Il arrive aussi qu'une idée, qu'un sujet ou un thème ne puissent pas se déployer pleinement dans un seul roman, leur existence, ou plutôt les questions qu'ils soulèvent n'étant visible que grâce à leur résurgence dans un nombre varié de romans. C'est le cas du « roman de l'aventure », dont les multiples incarnations en ont fait l'un des modèles les plus riches en possibilités de l'histoire du roman. Il existe en effet les « romans de l'action et de l'intelligence utile » (Robinson Crusoé), les « romans romanesques » (que Don Quichotte et Madame Bovary parodient), les romans de « l'aventure romanesque » (Le Grand Meaulnes) et les « romans de l'aventure intellectuelle » (Le Voyage d'Urien). Cette démultiplication du roman de l'aventure, démultiplication qui aurait pu s'élargir, mais que Thibaudet annule soudain en concluant que « tout roman d'aventures tend à cristalliser sous la forme de Robinson et de l'île de Robinson », ne nous renseigne pas tant sur l'essence de ce roman d'aventures que sur la méthode du critique. Cette méthode, qui vise ici à montrer comment une même question – l'aventure de l'homme seul face au monde et face à lui-même – peut se diffracter en une infinité de possibilités, est une méthode qui procède par circonvolutions plutôt que par affirmations : le roman, c'est le roman de l'aventure et tous les romans d'aventures, mais ce n'est pas que le roman de l'aventure. Le roman existe toujours en tant que somme, mais surtout au-delà de la somme de tous les romans déjà écrits. Le roman ne peut donc pas être défini par des caractéristiques précises, par l'aventure ou même par le « romanesque », qui tient, à l'instar du concept d'aventure, « la place qu'occupe don Quichotte dans la suite même du genre; il témoigne d'un sentiment dérivé du roman plutôt que générateur du roman. » (Thibaudet, p. 439) Le genre du roman, dans la conception qu'en a Thibaudet, est ainsi un genre auto-réflexif, capable de se renouveler à partir de ses propres relais, d'où l'importance de ne pas le considérer simplement dans ses oeuvres individuelles, mais comme une grande oeuvre.

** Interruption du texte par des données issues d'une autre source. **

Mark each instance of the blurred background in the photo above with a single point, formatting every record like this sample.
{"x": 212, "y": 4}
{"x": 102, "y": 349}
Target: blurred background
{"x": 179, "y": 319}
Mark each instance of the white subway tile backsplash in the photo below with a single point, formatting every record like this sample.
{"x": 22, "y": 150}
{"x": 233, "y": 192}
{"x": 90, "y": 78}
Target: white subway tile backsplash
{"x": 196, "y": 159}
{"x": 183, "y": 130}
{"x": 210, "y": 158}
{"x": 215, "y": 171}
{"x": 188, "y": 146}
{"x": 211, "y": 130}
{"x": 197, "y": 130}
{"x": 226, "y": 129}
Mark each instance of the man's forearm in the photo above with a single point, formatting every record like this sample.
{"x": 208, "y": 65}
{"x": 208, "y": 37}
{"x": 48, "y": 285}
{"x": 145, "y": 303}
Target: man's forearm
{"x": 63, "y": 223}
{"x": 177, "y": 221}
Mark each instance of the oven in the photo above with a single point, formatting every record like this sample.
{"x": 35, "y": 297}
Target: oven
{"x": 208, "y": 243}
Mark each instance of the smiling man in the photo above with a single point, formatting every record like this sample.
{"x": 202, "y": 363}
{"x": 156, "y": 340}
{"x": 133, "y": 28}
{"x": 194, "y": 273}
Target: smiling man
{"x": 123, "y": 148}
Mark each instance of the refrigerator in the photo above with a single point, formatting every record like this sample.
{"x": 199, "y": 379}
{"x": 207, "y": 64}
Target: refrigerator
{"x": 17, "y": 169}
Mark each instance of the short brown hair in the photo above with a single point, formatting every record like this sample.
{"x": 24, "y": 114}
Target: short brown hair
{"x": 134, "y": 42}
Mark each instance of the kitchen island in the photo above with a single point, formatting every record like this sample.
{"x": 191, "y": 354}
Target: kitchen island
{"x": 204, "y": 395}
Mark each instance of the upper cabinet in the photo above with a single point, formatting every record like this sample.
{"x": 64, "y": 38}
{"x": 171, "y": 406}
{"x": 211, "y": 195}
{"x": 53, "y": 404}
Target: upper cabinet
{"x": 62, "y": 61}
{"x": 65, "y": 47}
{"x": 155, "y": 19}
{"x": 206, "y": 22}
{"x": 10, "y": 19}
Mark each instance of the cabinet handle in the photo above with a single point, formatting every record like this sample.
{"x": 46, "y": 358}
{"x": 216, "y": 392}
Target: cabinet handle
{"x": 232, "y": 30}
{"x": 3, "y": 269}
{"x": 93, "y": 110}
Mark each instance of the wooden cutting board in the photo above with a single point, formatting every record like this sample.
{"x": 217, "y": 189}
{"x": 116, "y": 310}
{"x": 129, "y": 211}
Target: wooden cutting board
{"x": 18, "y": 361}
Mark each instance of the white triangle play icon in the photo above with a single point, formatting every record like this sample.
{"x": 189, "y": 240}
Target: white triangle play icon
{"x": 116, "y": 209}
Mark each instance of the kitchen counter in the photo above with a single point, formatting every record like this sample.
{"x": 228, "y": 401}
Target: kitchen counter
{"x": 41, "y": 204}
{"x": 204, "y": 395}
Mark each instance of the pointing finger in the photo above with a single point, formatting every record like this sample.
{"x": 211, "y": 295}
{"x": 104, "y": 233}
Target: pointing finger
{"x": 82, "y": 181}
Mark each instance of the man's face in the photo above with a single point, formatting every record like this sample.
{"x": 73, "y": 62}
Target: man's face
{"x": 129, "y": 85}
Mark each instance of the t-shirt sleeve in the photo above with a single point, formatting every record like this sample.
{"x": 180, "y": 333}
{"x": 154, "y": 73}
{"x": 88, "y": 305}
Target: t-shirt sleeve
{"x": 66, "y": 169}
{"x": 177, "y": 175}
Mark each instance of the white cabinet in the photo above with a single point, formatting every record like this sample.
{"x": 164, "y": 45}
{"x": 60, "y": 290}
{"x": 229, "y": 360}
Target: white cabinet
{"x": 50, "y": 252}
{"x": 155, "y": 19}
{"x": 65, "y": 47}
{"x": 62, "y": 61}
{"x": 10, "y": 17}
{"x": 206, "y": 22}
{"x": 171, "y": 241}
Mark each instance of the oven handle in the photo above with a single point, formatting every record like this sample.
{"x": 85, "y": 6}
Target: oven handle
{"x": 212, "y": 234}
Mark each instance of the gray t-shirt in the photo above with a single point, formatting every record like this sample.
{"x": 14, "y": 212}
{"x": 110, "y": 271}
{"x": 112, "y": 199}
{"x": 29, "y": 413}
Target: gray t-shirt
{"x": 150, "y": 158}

Thibaudet tente en fait de construire, plutôt qu'une filiation, une géographie littéraire, où les romans, attachés ensemble par des liens de complémentarité qui ne sont pas nationaux ni temporels, forment autant de familles (ou de nations) solidaires. Dans un article, « Pour la géographie littéraire » où il prend le contrepied de Gide et, par la même occasion, de tous ceux qui élisent un représentant idéal (et final) de la littérature française, Thibaudet écrit :

Voltaire n'est pas un point final. Et je laisse au lecteur le soin de décider quelle serait la pire de ces deux calamités: une littérature française sans Voltaire, ou une littérature française où Voltaire ferait fonction de point final. […] Le seul point que je maintienne avec énergie, c'est mon pluralisme, mon Contr'Un. […] La France n'est pas une île, la littérature française est éminemment sociale et sociable. Même quand le grand homme est un solitaire, ou un misanthrope, comme Rousseau, sa destinée littéraire, notre destinée littéraire, le contraint à la vie plurale, le conjugue. Rousseau par lui-même compte beaucoup moins que le binôme Voltaire-Rousseau. (Thibaudet, p. 1279)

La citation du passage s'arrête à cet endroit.